Well, at least I’ll have more time to play WoW.
To tell you the truth, that idea both thrilled and scared me at the same time and got me to thinking. In this sort of situation, where does WoW stand in the group of possible sacrifices that might have to be made? It’s a game, certainly, but anyone who’s ever heavily played an MMO knows that it’s not just a game. It can be a social tool or even a support system in tough times, allowing someone to escape, if only momentarily, from a world that may not seem as rosy as it once was. But what’s the value of that?
For myself personally, that question might be skewed in favor of it being more valuable. I spend a sizable chunk of my time dedicated to the game even when I’m not playing. I use it as a creative outlet in the form of this blog and the silly pics I make or find on the net to help me express my ideas and topics. For me, WoW is a hobby as well as a game.

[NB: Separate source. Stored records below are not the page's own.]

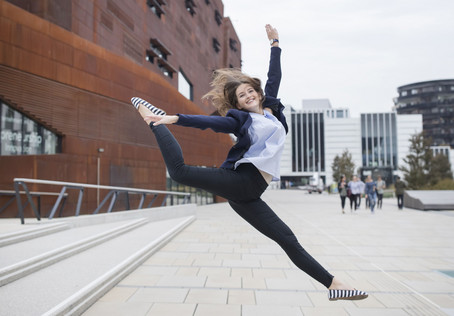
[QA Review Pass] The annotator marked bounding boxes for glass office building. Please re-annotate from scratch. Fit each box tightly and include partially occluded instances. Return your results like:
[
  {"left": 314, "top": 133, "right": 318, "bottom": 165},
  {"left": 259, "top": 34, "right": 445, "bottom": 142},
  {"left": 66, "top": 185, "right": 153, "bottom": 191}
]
[
  {"left": 361, "top": 113, "right": 397, "bottom": 169},
  {"left": 291, "top": 111, "right": 325, "bottom": 172}
]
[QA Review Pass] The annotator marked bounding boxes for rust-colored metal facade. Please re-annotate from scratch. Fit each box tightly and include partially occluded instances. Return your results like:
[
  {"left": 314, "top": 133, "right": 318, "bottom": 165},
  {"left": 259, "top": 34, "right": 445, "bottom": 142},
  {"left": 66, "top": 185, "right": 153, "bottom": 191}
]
[{"left": 0, "top": 0, "right": 241, "bottom": 217}]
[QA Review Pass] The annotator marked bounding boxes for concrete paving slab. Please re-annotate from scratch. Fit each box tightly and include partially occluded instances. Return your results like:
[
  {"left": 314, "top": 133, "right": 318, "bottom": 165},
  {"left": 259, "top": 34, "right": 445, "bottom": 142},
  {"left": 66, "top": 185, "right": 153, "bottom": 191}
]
[{"left": 86, "top": 190, "right": 454, "bottom": 316}]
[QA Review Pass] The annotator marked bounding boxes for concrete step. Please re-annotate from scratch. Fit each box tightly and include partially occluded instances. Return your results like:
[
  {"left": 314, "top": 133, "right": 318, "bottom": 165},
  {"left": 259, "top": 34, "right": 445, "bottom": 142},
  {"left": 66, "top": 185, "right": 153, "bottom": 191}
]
[
  {"left": 0, "top": 205, "right": 195, "bottom": 316},
  {"left": 0, "top": 218, "right": 148, "bottom": 286},
  {"left": 0, "top": 223, "right": 69, "bottom": 247}
]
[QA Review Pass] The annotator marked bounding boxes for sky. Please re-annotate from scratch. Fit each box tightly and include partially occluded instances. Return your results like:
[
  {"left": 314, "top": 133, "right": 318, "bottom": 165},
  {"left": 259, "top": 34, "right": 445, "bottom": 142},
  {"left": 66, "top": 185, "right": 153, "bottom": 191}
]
[{"left": 223, "top": 0, "right": 454, "bottom": 117}]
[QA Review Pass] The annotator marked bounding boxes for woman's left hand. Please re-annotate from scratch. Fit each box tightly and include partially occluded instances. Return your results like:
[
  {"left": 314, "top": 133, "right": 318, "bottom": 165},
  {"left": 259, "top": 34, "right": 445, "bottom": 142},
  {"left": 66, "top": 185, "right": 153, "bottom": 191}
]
[{"left": 265, "top": 24, "right": 279, "bottom": 46}]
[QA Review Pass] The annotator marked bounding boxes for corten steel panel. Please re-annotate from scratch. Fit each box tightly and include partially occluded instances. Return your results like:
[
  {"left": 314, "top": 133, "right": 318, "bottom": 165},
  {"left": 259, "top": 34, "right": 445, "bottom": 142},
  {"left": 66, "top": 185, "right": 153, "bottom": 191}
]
[{"left": 0, "top": 1, "right": 240, "bottom": 216}]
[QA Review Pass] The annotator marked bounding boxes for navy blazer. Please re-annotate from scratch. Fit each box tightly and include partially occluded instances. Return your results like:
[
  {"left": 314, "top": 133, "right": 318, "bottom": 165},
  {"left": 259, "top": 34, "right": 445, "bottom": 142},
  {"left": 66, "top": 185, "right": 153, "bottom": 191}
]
[{"left": 175, "top": 47, "right": 288, "bottom": 169}]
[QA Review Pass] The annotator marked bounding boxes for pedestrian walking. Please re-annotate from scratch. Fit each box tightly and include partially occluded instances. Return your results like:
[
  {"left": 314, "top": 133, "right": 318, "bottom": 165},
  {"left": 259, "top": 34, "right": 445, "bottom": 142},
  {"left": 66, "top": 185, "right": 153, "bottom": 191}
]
[
  {"left": 364, "top": 175, "right": 377, "bottom": 214},
  {"left": 376, "top": 176, "right": 386, "bottom": 209},
  {"left": 131, "top": 25, "right": 368, "bottom": 300},
  {"left": 356, "top": 177, "right": 367, "bottom": 208},
  {"left": 394, "top": 176, "right": 406, "bottom": 210},
  {"left": 337, "top": 176, "right": 348, "bottom": 214},
  {"left": 349, "top": 176, "right": 362, "bottom": 211}
]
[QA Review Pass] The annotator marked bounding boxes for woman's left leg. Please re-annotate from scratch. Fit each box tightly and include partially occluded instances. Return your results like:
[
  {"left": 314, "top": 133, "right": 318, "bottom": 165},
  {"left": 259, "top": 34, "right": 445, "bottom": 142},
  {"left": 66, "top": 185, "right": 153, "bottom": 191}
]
[{"left": 229, "top": 199, "right": 333, "bottom": 288}]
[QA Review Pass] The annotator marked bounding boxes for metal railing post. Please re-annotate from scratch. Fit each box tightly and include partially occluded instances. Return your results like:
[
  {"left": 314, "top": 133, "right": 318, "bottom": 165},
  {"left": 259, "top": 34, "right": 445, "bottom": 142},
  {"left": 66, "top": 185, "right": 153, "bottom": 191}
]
[
  {"left": 107, "top": 191, "right": 118, "bottom": 213},
  {"left": 49, "top": 186, "right": 66, "bottom": 219},
  {"left": 93, "top": 190, "right": 114, "bottom": 214},
  {"left": 76, "top": 188, "right": 84, "bottom": 216},
  {"left": 14, "top": 181, "right": 41, "bottom": 224}
]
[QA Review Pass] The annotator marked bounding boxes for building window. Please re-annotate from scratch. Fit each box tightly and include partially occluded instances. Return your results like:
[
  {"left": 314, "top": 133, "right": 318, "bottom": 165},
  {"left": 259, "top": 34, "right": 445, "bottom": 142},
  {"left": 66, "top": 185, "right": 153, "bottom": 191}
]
[
  {"left": 214, "top": 10, "right": 222, "bottom": 25},
  {"left": 213, "top": 37, "right": 221, "bottom": 53},
  {"left": 147, "top": 0, "right": 167, "bottom": 18},
  {"left": 229, "top": 38, "right": 238, "bottom": 52},
  {"left": 0, "top": 103, "right": 61, "bottom": 156},
  {"left": 184, "top": 0, "right": 196, "bottom": 16},
  {"left": 178, "top": 69, "right": 194, "bottom": 101},
  {"left": 146, "top": 38, "right": 176, "bottom": 78}
]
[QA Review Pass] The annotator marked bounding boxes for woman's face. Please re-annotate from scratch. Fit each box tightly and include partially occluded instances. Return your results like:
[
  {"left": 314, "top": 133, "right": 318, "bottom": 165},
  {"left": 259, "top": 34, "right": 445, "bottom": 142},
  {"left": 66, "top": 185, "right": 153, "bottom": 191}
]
[{"left": 235, "top": 83, "right": 263, "bottom": 114}]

However, there are also those who are just in it for the entertainment value of logging on, running a few instances, maybe do a cooking or jewelcrafting daily, then logging off. For them, is it just a form of entertainment worth 15 bucks a month like some sort of expensive magazine subscription? Of course that question is going to probably have about 11 million different answers, but the point is singular, there is a value to WoW and it’s different for everyone.

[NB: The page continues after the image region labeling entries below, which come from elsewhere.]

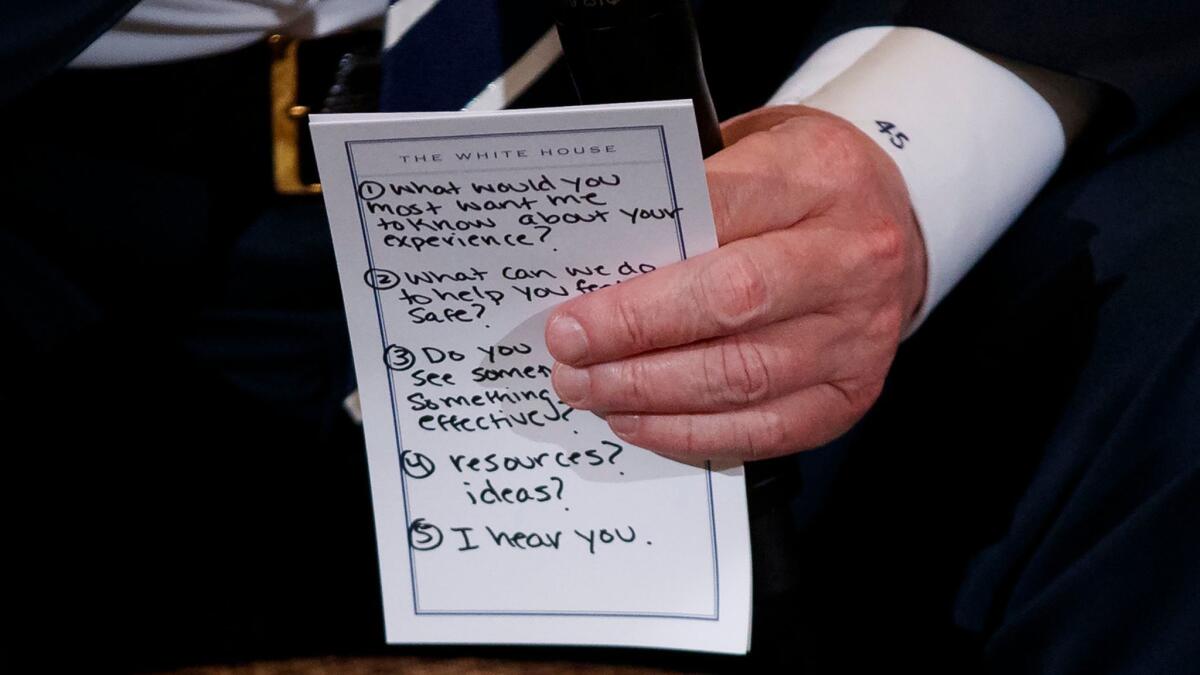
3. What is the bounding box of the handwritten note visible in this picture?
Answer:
[313,102,750,653]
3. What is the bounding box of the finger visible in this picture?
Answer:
[607,383,878,461]
[552,313,866,413]
[546,220,854,366]
[704,106,870,244]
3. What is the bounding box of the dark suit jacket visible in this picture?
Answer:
[0,0,1200,673]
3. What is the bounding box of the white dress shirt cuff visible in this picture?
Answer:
[770,26,1066,335]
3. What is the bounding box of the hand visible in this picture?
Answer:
[546,106,925,461]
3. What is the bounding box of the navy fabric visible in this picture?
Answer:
[0,0,137,104]
[379,0,553,112]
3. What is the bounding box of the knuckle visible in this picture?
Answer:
[613,298,648,348]
[816,120,871,181]
[868,304,905,345]
[704,335,770,405]
[839,217,905,280]
[829,377,883,418]
[744,411,791,459]
[618,359,650,407]
[697,249,769,329]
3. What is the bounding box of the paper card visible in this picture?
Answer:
[312,101,750,653]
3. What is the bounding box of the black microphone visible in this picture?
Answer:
[548,0,724,157]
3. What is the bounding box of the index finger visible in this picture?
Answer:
[546,222,844,365]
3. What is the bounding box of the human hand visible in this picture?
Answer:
[546,106,925,461]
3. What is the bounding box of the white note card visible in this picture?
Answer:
[312,101,751,653]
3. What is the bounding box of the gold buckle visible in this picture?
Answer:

Then there’s the psychological aspect of it. Humans (and Blood Elves) are nothing if not creatures of habit, and enjoy security. Avoiding the whole issue of addiction and whatnot, there’s also the idea that once you become used to doing the same thing in and out every day, week, month even to year, it’s not so easy to just dump that and forget about it, regardless of your current situation. It becomes like a security blanket, warm and welcoming in times of strife and something that keeps you more optimistic and fresh than you’d be without it.
But is it worth it? In a time when money might start to slow down and that 15 bucks a month might mean the difference between a loaf of bread and a gallon of milk and not eating for a couple of days, where do the priorities lie? The obvious and easy answer is going to be the food since you can’t play WoW if you’ve starved to death, but some people don’t see it that way. For some, the game trumps all and they will move heaven and earth so they can log in one more time. But these sort of people have problems with prioritizing, because though it’s not just a game, it is a game.

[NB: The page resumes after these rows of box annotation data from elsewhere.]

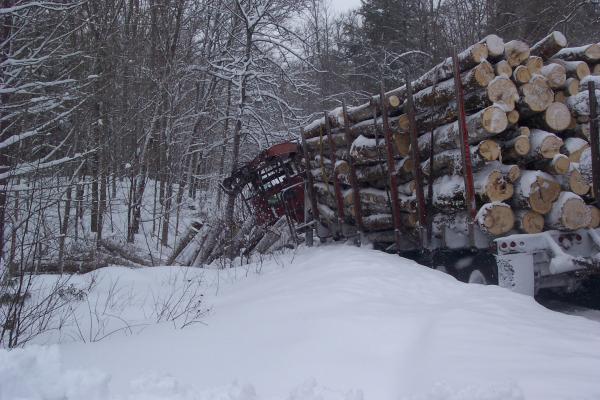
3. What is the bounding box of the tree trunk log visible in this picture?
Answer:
[531,31,567,60]
[550,58,591,80]
[504,40,530,67]
[531,102,571,132]
[515,210,544,233]
[545,192,592,230]
[512,170,560,214]
[552,44,600,64]
[542,63,567,89]
[518,75,554,117]
[418,106,508,157]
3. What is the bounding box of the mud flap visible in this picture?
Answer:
[496,253,535,296]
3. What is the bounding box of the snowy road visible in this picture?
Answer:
[0,245,600,400]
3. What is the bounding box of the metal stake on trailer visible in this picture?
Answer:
[342,100,365,246]
[452,47,476,248]
[323,111,344,234]
[300,128,319,246]
[406,79,433,249]
[588,81,600,204]
[379,82,402,253]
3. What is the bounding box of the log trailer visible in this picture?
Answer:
[224,32,600,295]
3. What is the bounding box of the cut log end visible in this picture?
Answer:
[487,76,516,112]
[521,75,554,113]
[504,40,530,67]
[506,110,520,125]
[513,65,531,83]
[477,203,515,236]
[494,60,512,78]
[551,154,571,175]
[588,206,600,229]
[482,35,504,59]
[517,210,544,233]
[544,102,571,132]
[484,171,514,201]
[529,176,560,214]
[569,169,590,196]
[546,192,591,230]
[513,135,531,156]
[471,43,488,63]
[481,106,508,133]
[525,56,544,75]
[479,140,501,161]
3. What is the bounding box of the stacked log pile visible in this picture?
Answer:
[303,32,600,250]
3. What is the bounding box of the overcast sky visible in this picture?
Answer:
[330,0,360,11]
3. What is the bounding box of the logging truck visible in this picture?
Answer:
[225,32,600,295]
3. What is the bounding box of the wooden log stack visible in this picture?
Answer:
[304,32,600,250]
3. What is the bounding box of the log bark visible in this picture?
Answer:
[418,106,508,157]
[561,137,590,163]
[350,134,409,165]
[356,157,413,186]
[515,210,544,233]
[530,102,571,132]
[512,170,560,215]
[479,34,504,60]
[500,135,531,160]
[504,40,530,67]
[348,43,488,122]
[350,117,408,138]
[525,56,544,75]
[531,31,567,60]
[529,154,571,175]
[421,142,500,177]
[475,202,515,236]
[588,205,600,229]
[545,192,592,230]
[552,44,600,64]
[528,129,563,160]
[414,61,494,112]
[487,76,519,112]
[556,164,590,196]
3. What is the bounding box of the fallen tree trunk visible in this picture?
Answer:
[515,210,544,233]
[512,170,560,215]
[531,31,567,60]
[418,106,508,157]
[550,58,591,80]
[545,192,592,230]
[552,44,600,64]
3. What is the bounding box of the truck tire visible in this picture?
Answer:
[469,269,488,285]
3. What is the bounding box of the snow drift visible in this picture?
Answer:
[0,245,600,400]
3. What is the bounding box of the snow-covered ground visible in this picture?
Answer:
[0,245,600,400]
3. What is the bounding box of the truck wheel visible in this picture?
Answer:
[469,269,488,285]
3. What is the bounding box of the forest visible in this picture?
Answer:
[0,0,600,278]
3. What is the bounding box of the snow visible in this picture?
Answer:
[0,244,600,400]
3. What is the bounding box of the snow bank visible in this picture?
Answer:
[0,346,109,400]
[5,245,600,400]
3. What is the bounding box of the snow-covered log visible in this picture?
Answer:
[531,31,567,60]
[504,40,531,67]
[552,44,600,63]
[512,170,560,214]
[515,210,544,233]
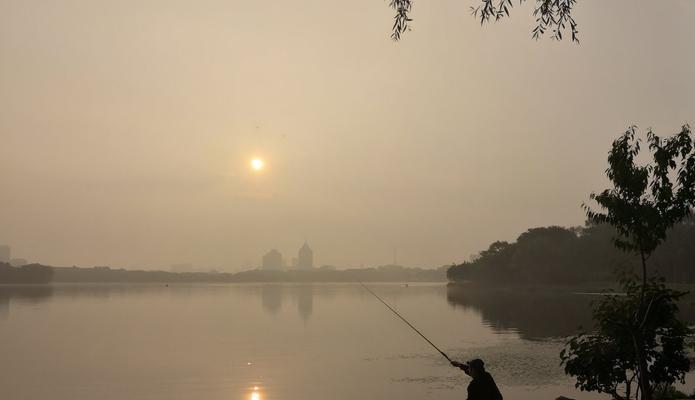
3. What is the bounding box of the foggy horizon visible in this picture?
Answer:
[0,0,695,271]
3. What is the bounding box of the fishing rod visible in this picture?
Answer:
[360,282,451,362]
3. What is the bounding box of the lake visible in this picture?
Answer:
[0,284,692,400]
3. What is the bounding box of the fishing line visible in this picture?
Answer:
[360,282,451,362]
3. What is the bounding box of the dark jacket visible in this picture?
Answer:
[468,372,502,400]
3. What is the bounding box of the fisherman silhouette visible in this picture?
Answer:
[451,358,502,400]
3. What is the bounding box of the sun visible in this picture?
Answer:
[251,158,265,171]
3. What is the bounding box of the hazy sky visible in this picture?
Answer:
[0,0,695,270]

For my situation, there is no change in the present tense. Mrs Dueg still has her job and we’re getting government assistance in readjusting our mortgage loan (go Obama) while looking to cut back in other areas. We don’t have any children or other dependents except our spoiled rotten cat, so our expenses can be somewhat less complicated compared to other families faced with this situation. We decided the internet is too valuable of a job search tool to place that on the sacrifice pile just yet and since I have internet access for the time being, I’m going to try to keep WoW going so I can still have this creative outlet to help boost my spirits in these rough times. But you better believe that I’m also pragmatic and completely willing to cut this aspect of my life if it comes between me and my mortgage payments.
So what is the value of WoW to you? Obviously, if you’re here, spending part of your day just reading about it when some of you should be working (don’t worry, Dueg still loves you), then there’s more than just the base value of having a regular game ready for you when you come home. But how much more? Would you save it for the very last of sacrifices, logging in up until the day your internet connection is cut off from lack of payment? Or will it be the first thing to go as thoughts and worries of keeping a roof over your head and food on your table come first and foremost right away?
On a final note, this post is not meant to be a pity party or anything like that. I don’t want to see a bunch of posts of people saying “oh my god, I’m so sorry” or “hang in there” or all that jazz. Though I’d greatly appreciate your well wishes, and trust me when I say that I truly would, I’d also appreciate a sense of normalcy in my life which means continuing to make daily posts and reading the fantastic comments you leave here. Also, this is NOT an April Fool’s joke, I had considered making a post for today saying I lost my job and would be quitting WoW about a week ago, but thought it better not to tempt fate. Apparently that bitch can read minds.